Let’s think back to an earlier lesson about causality and generalizability…
Because the study was randomized, that is, they randomly assigned the resumes to the managers, there is nothing systematically different about the two groups except the name on the resume. The only difference in the two groups, both the participants as well as the resumes, was the name on the top of the resume. Therefore, we can conclude that any difference in promotion rates is due to the gender of the applicant. That is, we can infer a causal connection between the gender of the applicant being male and a higher promotion rate.

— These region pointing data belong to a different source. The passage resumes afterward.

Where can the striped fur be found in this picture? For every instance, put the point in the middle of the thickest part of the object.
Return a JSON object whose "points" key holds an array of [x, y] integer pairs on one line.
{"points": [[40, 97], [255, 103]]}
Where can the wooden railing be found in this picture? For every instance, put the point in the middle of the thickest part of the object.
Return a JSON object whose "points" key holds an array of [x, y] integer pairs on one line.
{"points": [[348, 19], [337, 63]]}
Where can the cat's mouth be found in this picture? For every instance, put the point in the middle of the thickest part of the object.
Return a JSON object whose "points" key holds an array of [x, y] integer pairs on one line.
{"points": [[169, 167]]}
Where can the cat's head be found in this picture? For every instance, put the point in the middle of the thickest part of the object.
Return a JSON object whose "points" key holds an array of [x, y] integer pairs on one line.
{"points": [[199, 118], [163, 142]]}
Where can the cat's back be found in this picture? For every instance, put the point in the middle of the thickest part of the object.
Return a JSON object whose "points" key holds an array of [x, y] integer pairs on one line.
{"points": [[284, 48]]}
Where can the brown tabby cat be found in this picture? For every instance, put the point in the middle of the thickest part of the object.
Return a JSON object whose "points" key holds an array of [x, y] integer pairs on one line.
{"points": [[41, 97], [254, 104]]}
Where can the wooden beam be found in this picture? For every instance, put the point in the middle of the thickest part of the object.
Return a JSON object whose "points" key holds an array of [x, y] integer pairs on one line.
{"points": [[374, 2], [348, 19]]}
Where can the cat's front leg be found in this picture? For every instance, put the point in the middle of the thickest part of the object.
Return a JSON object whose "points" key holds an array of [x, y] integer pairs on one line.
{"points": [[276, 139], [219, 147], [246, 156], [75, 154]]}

The 35 individuals in the sample were not randomly sampled from all possible American bank managers, however; they were at a management training session. So we should not have any assumption about the generalizability of these findings here. In order to generalize the results of the study to a larger population, we would need more information about the study and careful thinking about who the study participants might represent.
You have successfully completed this tutorial.